The €600 hand-out across the winter months, which kicked in from this week, was a huge help, and of course tackling the vast expense of energy for consumers and businesses has to be a priority.

But shouldn’t the Government also be more proactive, and try to curb consumption too? Especially when some of the ways of doing so are unlikely to incur the wrath of voters.

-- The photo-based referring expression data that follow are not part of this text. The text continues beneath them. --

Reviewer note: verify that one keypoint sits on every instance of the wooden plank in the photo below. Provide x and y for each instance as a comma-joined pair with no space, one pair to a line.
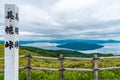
44,69
109,68
47,58
77,58
78,69
1,58
109,57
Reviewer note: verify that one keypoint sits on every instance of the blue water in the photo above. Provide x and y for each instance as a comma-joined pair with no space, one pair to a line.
113,48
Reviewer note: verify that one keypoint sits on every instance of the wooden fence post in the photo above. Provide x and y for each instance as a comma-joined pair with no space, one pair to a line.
28,67
61,67
95,67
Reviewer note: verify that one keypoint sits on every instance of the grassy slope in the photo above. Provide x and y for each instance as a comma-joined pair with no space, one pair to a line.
46,75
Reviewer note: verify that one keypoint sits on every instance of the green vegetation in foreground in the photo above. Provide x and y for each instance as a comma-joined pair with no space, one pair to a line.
49,75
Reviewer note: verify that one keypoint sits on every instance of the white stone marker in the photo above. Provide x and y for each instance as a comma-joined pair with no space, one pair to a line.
11,42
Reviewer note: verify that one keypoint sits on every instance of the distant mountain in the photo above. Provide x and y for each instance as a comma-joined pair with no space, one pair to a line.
67,41
86,41
80,46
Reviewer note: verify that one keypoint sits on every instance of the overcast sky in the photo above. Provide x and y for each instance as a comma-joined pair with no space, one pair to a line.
66,19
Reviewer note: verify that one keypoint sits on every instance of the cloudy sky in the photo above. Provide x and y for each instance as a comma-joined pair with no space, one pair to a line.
66,19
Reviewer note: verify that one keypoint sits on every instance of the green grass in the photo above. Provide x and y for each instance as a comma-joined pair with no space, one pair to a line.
69,75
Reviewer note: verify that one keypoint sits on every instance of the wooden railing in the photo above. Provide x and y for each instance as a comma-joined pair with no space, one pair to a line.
61,58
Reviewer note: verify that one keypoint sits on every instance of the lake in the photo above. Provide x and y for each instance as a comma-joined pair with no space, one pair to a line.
113,48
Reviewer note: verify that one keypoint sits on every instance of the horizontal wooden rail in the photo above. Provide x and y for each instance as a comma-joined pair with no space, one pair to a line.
77,58
44,69
109,57
47,58
108,68
78,69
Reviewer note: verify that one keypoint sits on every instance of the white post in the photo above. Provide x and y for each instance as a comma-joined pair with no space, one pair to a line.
11,42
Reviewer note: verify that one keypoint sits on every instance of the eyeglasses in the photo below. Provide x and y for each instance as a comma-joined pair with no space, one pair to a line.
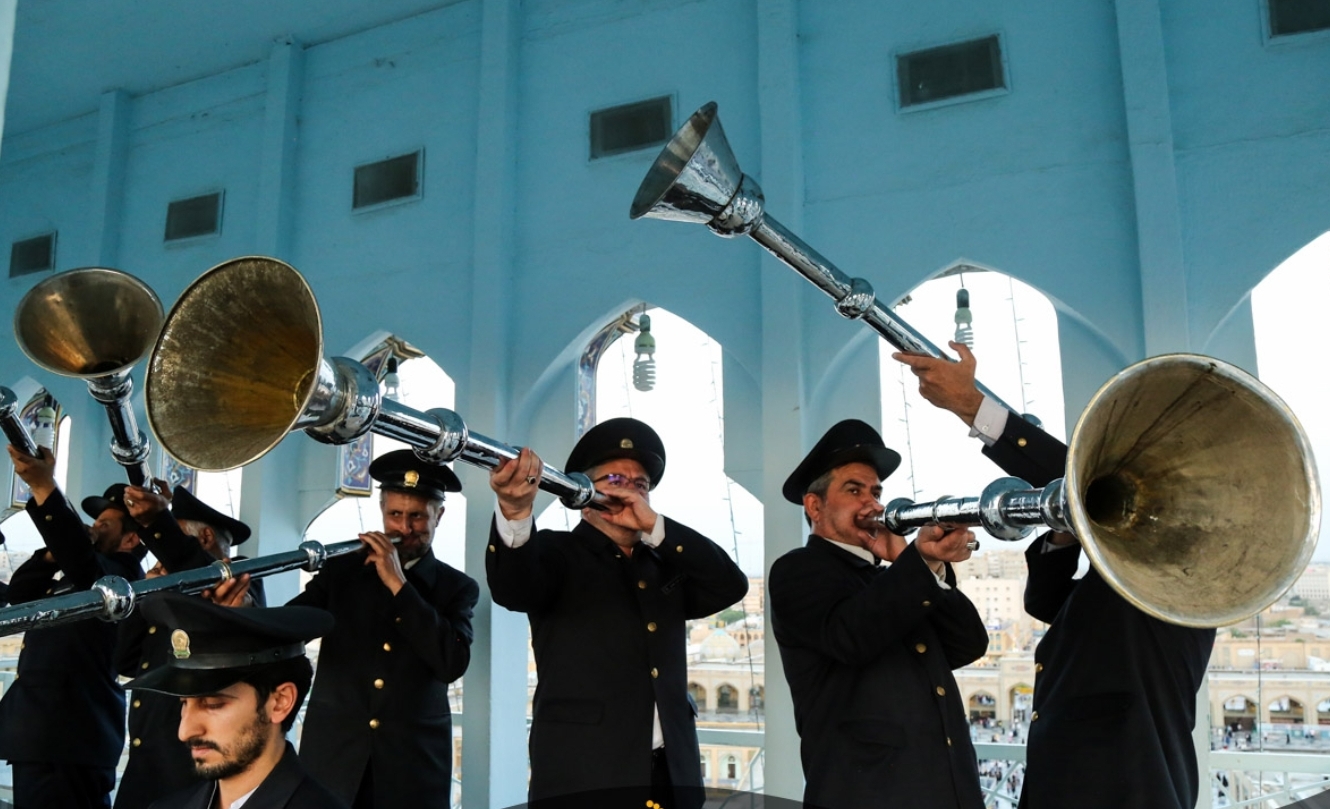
641,485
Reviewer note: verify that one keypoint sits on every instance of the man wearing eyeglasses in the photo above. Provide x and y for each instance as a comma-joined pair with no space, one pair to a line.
608,603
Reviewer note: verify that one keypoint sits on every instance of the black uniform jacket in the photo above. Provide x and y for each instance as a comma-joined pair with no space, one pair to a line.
608,631
381,692
287,787
64,704
1115,696
158,763
869,653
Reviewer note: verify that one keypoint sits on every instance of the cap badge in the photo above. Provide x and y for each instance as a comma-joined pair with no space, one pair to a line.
180,644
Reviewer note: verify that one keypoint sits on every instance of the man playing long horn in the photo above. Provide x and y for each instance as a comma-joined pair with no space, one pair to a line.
1115,688
63,720
867,647
608,603
186,535
378,731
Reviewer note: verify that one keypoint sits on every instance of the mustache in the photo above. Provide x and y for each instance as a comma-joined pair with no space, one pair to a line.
200,743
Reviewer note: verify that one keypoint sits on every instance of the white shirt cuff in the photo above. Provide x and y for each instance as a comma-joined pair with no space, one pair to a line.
990,422
514,534
657,535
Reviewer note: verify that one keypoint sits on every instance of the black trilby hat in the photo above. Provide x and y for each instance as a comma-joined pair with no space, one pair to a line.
113,498
214,647
402,470
185,506
620,438
850,441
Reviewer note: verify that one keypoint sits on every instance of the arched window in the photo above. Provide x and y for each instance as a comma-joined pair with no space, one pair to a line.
726,699
732,768
698,695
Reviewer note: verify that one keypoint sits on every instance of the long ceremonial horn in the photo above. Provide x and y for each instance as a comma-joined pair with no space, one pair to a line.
113,598
1191,486
696,178
240,363
95,323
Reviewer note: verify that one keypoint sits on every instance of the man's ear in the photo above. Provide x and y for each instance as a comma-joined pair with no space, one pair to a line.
811,506
208,539
281,703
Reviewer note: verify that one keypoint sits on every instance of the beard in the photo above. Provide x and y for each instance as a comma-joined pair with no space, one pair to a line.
238,757
419,547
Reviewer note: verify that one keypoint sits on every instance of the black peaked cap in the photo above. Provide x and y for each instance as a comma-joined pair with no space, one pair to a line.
850,441
402,470
113,498
185,506
214,647
620,438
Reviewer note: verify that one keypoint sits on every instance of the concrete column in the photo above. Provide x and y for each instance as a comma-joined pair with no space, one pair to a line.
782,375
1149,129
279,141
494,740
108,177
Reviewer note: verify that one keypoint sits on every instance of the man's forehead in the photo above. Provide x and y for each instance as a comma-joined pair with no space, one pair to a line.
400,500
855,473
621,466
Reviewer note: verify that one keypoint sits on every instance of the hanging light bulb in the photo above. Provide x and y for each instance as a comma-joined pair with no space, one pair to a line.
644,367
45,433
391,383
964,331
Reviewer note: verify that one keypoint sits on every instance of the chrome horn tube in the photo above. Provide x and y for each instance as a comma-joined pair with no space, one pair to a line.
696,178
95,323
240,363
113,598
1008,508
12,425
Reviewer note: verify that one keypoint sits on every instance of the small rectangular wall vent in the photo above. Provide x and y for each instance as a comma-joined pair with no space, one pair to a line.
950,71
1298,16
387,181
194,217
36,254
631,127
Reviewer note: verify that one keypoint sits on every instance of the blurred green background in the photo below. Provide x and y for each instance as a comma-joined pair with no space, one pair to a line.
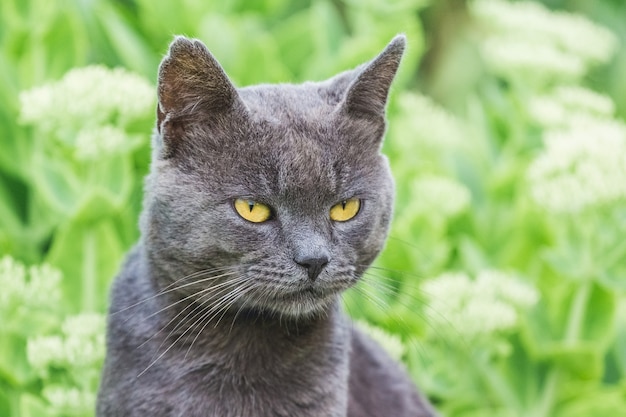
502,284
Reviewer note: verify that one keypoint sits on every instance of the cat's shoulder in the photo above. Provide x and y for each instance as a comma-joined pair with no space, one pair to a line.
378,386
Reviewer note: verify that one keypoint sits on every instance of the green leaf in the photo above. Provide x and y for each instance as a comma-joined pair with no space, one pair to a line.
31,406
89,256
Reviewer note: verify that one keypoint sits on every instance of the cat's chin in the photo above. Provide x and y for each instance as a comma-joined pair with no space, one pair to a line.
302,304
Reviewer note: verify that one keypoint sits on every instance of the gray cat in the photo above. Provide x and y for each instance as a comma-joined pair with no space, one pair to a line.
263,204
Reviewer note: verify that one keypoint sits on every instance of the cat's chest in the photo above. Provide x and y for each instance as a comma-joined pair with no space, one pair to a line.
211,391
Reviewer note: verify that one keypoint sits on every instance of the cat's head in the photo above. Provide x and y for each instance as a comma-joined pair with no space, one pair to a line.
272,197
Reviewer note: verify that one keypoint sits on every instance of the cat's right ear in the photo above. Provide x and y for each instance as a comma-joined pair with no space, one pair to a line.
191,84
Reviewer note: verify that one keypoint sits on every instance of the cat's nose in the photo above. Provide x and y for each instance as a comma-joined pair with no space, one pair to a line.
313,264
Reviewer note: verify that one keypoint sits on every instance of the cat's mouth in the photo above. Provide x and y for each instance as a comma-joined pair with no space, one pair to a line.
308,299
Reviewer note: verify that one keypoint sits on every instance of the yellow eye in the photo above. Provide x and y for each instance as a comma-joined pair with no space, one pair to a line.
252,211
345,210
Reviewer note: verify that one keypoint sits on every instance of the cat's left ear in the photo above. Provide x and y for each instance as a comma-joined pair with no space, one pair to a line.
367,95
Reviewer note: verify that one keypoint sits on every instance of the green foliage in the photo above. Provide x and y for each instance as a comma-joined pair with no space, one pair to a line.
502,284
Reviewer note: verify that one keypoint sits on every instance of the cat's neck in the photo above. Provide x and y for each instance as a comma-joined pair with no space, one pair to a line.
252,343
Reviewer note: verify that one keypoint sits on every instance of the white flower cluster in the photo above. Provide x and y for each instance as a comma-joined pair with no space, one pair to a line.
525,39
477,307
422,122
440,196
82,107
26,289
567,105
81,345
583,166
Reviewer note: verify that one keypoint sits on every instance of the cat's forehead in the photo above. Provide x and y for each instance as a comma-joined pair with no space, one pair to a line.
306,103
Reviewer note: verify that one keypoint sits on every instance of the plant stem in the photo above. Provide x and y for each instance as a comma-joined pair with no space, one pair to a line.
572,335
89,272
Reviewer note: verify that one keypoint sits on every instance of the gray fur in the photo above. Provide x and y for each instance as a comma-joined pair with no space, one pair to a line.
211,315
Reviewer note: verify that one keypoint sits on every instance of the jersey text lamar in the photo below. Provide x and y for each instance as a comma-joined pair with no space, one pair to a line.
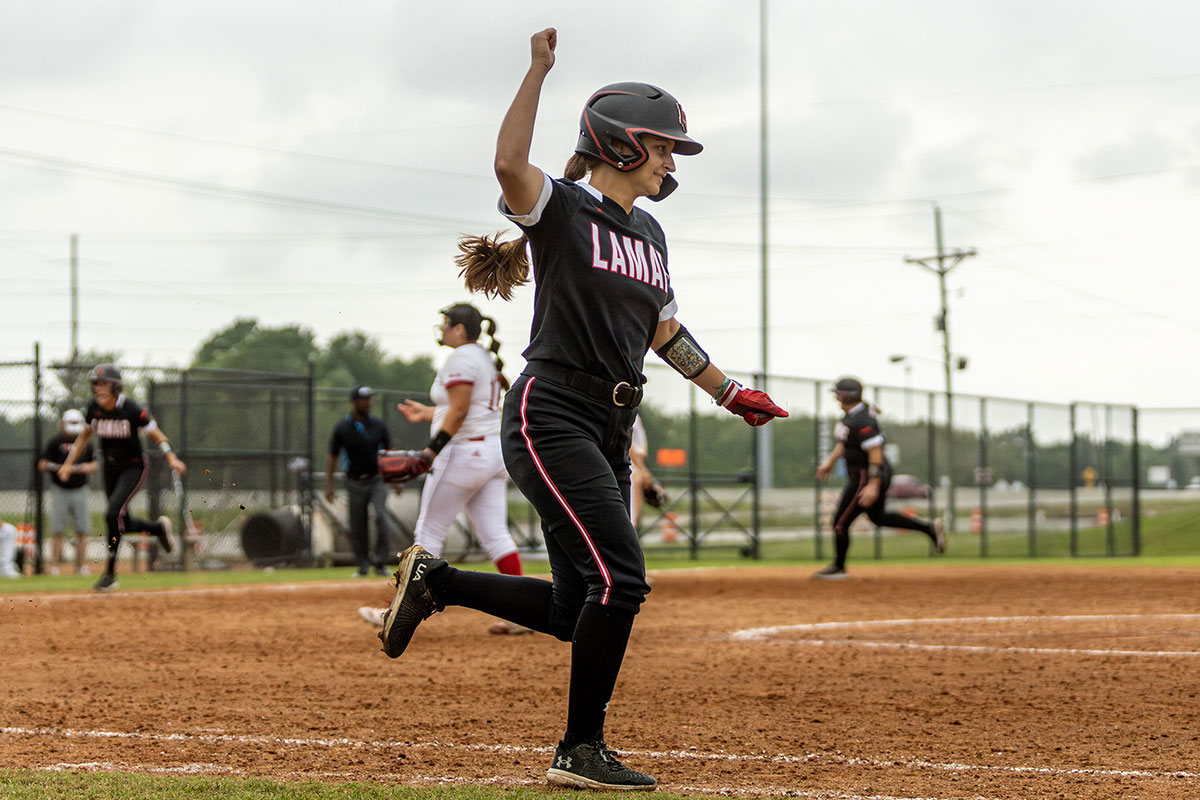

Minister Ryan has admitted that we need to “be clever in the way we use energy, to make sure we manage demand - particularly that we reduce peak time usage, because that saves us money, and reduces the risk of not having enough power”.

But wouldn’t it be clever for him to bring in some of the curbs mentioned here?

The Minister has also pledged to “take a more international approach” to the energy crisis.

Well, he could start by copying some of our greener EU neighbours.